Momentum faded quickly, however, and the UK FTSE 100 index closed marginally lower.

ING was sceptical that there would be a lasting impact; “Doubts about the impact of Beijing rescue package’s effects beyond the short-term automatically extend to the FX impact. It does seem premature to call for a softening in the dollar on the back of this morning’s headlines.”

The UK December government borrowing requirement declined to £7.8bn from £16.2bn the previous year, well below consensus forecasts of £11.5bn and the lowest December deficit since 2019.

For the first nine months of fiscal 2023/24, the deficit still widened to £119.1bn from £108bn the previous year, but this was almost £5bn less than the OBR forecast for the period.

There was a sharp decline in the debt interest payments to £4.0bn from £18.1bn the previous year.

The stronger than expected data will increase estimates of the potential UK headroom for Chancelor Hunt ahead of the March 6th budget.

Capital Economics economist Ruth Gregory noted; “After nine months of the 2023/24 fiscal year, borrowing is on track to undershoot the OBR’s full-year borrowing forecast of £123.9bn by £5.0bn.”

She added; “What’s more, with market interest rate expectations and long-dated gilt yields having fallen since November, we suspect the OBR will revise down its borrowing forecast significantly from 2025/26. That may provide the Chancellor with “headroom” against his fiscal mandate of about £20bn in the Budget.”

Tax cuts would tend to underpin the growth outlook and lessen the scope for Bank of England interest rate cuts.

Markets are still pricing in around a 50% chance of a May rate cut and pricing could slip further.

According to Deutsche Bank; "A lot will need to go right for an easing cycle to begin as early as May, especially in the midst of a still hawkish Bank of England focussing more on late-cycle variables, such as wage growth and services inflation."

HSBC remains bearish on European currencies. It noted; “As the gap between market pricing and central bank guidance remains wide, we expect this USD strength to continue over the near term, notably against the EUR and GBP.”

HSBC added; “Geopolitical risks will also carry scope to add further momentum to recent market moves. Beyond these global headwinds, the EUR and GBP also face domestic economic challenges, for which a ‘high for longer’ rate outlook seems unlikely to offer sustained support for these currencies.”
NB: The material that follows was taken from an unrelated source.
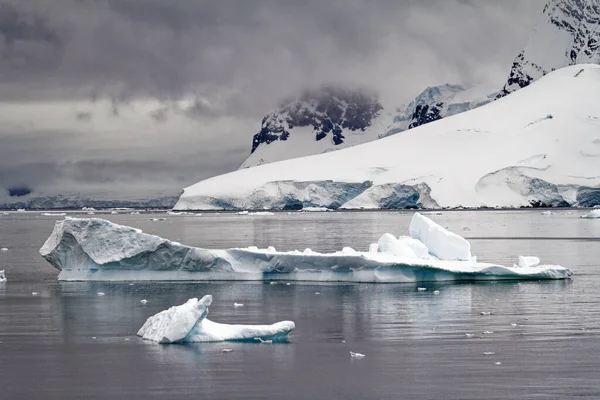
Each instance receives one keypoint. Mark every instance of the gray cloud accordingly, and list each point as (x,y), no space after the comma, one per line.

As far as the US data releases are concerned, the Richmond Fed manufacturing index deteriorated to -15 for January from -11 previously and compared with consensus forecasts of -7.

Shipments and orders also declined at a faster rate for the month and there was a significant drop in employment, but wage pressures increased.

Price pressures were little changed on the month.

Although the manufacturing data was weak, Treasuries were unable to respond with bond yields moving higher on the day.

The 10-year yield increased to 4.15% and market pricing for a March rate cut retreated to near 40% which underpinned the dollar.